Ahad, 27 November 2016 pagi saya hadir di Gedung Pertemuan PAUD Ar-Rahman Jombang dalam rangka memenuhi undangan Andre Indrianto, staff program Yayasan Yatim Mandiri KCP Jombang. Telah hadir disana 23 anak yatim dan 6 orang bunda yatim dari Sanggar Genius Ar-Rohim Pandanwangi. Wajah-wajah ceria menyambut kehadiran saya disana setelah beberapa bulan tidak bertemu. Mereka masih sama menyenangkan seperti halnya perjumpaan dalam acara Pesantren Kreatif lalu.
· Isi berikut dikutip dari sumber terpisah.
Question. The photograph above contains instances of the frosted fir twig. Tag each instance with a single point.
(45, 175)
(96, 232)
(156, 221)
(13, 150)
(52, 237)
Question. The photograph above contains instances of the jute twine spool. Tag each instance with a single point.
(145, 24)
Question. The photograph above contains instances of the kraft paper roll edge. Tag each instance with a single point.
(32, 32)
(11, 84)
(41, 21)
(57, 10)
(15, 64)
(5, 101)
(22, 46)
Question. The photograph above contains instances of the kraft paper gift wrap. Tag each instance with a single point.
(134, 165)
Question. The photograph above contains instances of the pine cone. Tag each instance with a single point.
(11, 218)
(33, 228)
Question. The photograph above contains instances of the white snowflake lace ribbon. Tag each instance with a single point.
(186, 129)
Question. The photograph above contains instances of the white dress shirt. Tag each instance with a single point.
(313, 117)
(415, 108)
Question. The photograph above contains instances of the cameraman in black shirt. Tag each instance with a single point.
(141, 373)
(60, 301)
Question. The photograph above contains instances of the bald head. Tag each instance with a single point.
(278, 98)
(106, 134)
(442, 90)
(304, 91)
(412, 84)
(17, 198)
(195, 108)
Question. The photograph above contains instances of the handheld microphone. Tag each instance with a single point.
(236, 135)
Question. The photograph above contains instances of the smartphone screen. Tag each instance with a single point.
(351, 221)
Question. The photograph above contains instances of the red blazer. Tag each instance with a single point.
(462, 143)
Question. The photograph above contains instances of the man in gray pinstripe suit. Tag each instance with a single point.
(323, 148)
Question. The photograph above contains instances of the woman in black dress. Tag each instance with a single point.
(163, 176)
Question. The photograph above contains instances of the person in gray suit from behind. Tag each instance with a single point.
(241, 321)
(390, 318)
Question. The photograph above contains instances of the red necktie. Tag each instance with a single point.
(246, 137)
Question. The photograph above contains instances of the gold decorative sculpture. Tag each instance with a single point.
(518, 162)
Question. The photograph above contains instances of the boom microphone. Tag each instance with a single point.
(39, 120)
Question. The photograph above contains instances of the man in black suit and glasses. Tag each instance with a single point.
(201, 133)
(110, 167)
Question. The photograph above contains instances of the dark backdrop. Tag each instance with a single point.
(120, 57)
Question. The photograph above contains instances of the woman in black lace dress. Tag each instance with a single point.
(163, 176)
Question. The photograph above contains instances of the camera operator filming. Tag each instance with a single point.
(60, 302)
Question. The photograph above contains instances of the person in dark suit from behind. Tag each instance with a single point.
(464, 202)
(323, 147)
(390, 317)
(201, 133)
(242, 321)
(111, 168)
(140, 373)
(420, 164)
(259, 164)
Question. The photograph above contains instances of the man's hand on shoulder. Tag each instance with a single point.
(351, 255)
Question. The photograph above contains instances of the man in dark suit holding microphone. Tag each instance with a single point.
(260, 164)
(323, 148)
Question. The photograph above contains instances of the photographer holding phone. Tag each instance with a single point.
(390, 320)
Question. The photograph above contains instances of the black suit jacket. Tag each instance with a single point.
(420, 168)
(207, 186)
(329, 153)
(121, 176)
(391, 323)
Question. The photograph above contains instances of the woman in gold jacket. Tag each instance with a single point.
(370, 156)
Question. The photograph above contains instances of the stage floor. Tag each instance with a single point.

Fokus saya hari itu adalah menemui para bunda yatim. Saya berbagi tips komunikasi pendidikan Islami berdasarkan pengalaman saya mengajar di TPQ Al-Mujahiddin dan SDN Latsari selama beberapa tahun. Karena sharing kali ini berdasarkan kisah nyata, maka saya tidak memiliki banyak kesulitan dalam bertutur. Tak terlintas sedikitpun dalam pikiran saya untuk menggurui mereka karena dalam kenyataannya mereka lebih kenyang makan asam garam kehidupan.
Diantara kesalahan komunikasi yang sering dilakukan orang tua adalah memaksakan kehendak kepada anak-anaknya. Anak bukanlah miniatur orang dewasa sehingga orang dewasa tidak selayaknya memperlakukan mereka seperti orang dewasa. Anak memiliki dunianya sendiri. Mereka sangat imajinatif sementara orang dewasa berpikir realistis. Anak-anak lebih mudah memaafkan kesalahan temannya sementara orang tua lebih suka memendam kesalahan orang lain.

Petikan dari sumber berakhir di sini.